Além disso, d'Arezzo deu nome às notas, tirando as
sílabas iniciais de um hino a São João Batista:
Ut queant
laxis Para que possam
REsonare fibris ressoar as maravilhas
MIra gestorum de teus feitos
FAmuli tuorum com largos cantos
SOLve polluti apaga os erros
LAbii reatum dos lábios manchados
Sancte Ioannes. Ó São João.
REsonare fibris ressoar as maravilhas
MIra gestorum de teus feitos
FAmuli tuorum com largos cantos
SOLve polluti apaga os erros
LAbii reatum dos lábios manchados
Sancte Ioannes. Ó São João.
(O UT mais tarde passou a chamar-se DÓ. Mas não se
sabe quem o batizou, assim como se ignora quem foi o padrinho do SI.) O
Mensuralismo, inventado por Walter Oddington e Franco de Colônia no século XII,
também ajudou a evoluir a técnica musical.

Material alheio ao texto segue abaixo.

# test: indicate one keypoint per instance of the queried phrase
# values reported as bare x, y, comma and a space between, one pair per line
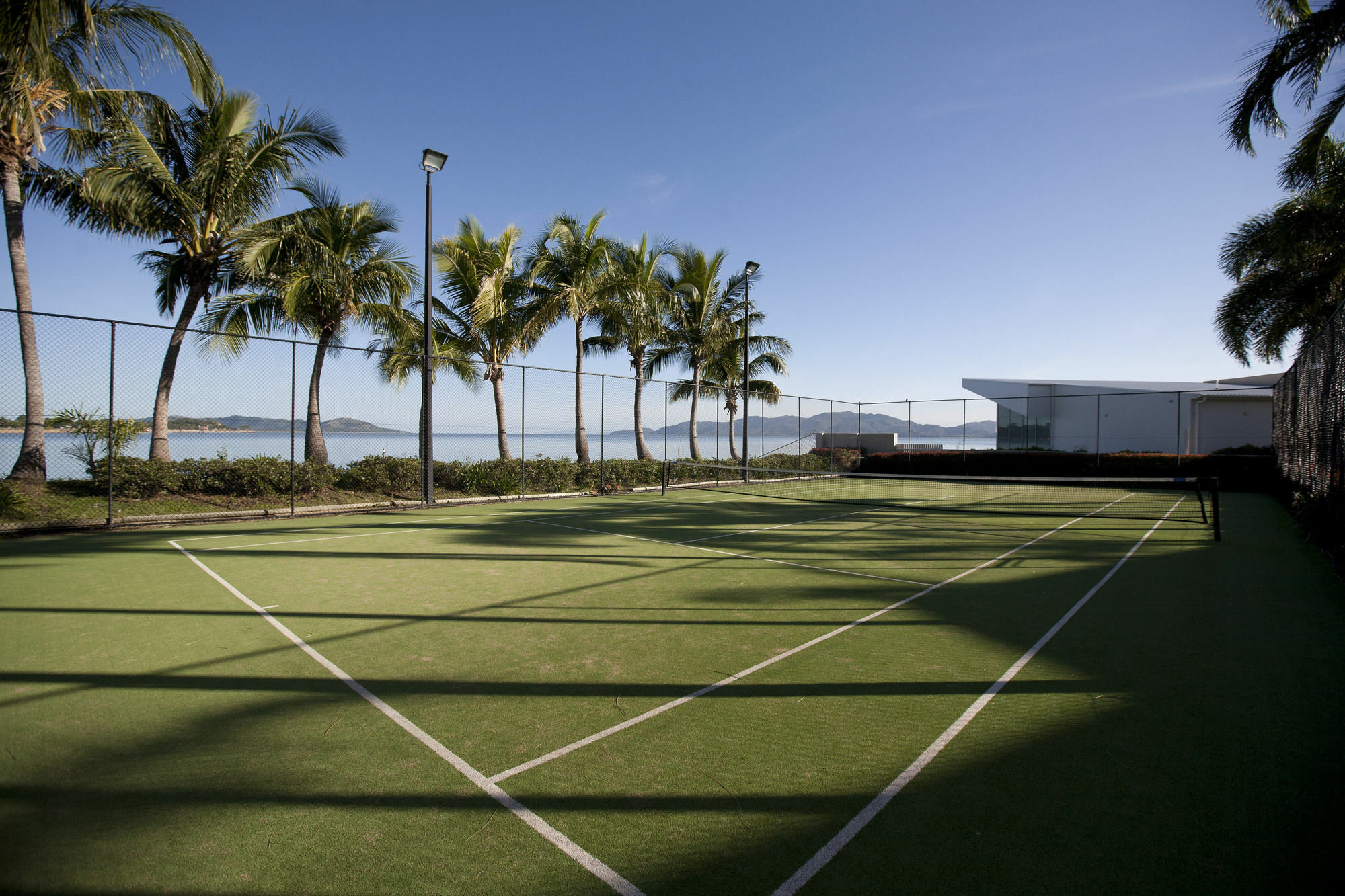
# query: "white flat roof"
1024, 388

Era um sistema que permitia medir o
tempo sonoro, determinando uma duração específica para cada nota (breve,
semibreve, mínima, semínima, colcheia, semicolcheia, fusa, semifusa,
quartifusa).
A NOVIDADE DA "ARS
NOVA"
Quando nasceu, na França, a polifonia erudita
consistia numa forma bastante simples de tirar efeito de um som contra outro.
Mas esse jogo de "punctus contra punctus" - o contraponto - facilitou
a criação de novas formas vocais, como o Motete, o Conducto e o Rondó. Era uma
música diferente que se articulava. Receberia o nome de Ars Nova.

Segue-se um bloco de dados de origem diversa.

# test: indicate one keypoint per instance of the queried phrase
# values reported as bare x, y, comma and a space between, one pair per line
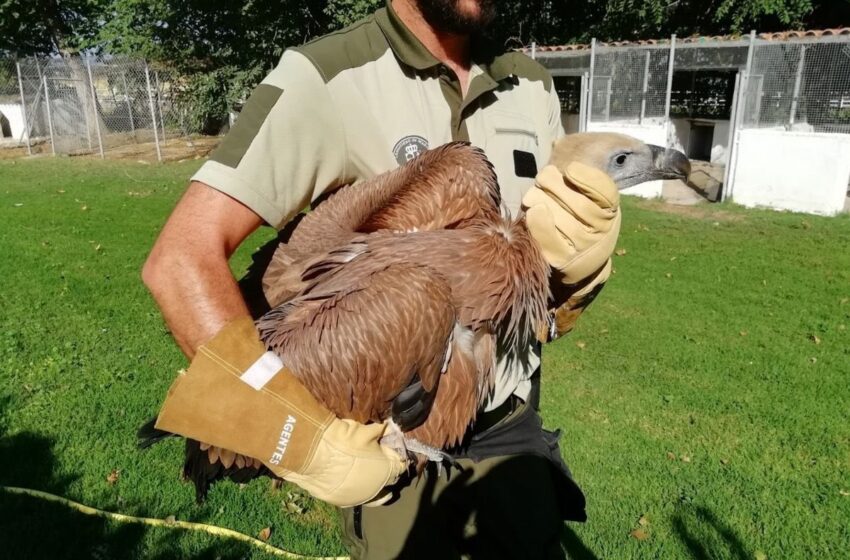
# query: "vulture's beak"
669, 164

O grande teórico da Ars Nova foi o Bispo Filipe de
Vitry. Entretanto muitos outros também cuidaram de dar precisão matemática às
regras do canto coral, tornando já conscientes certas combinações harmônicas.
Sem poder competir com as inovações da música
profana, o canto católico se encerrou nas igrejas. Esse recolhimento não o
prejudicou: ao contrário, foi a partir de então que ele se desenvolveu numa
forma de expressão litúrgica, a Missa. Graças a ela, ganharam evidência os
organistas e mestres de capela. E ganhou celebridade um compositor - Guillaume
de Machaut (1310-1377). Poeta da côrte francesa de Carlos V, criador de
cantigas e baladas profanas, Machaut escreveu a Missa da Sagração, que é
considerada até hoje uma obra-prima.
Contudo, o verdadeiro espírito da Ars Nova do
século XIV se revela é na fusão da música erudita com a popular.
Compositores também notáveis desse período foram
Jacopo da Bologna, Gherardello da Firenze, Witzlav von Ruegen, Francesco Landino,
Giovanni da Cascia, Jean de Grouchy, Jean de Garlande e Johannes Ciconia.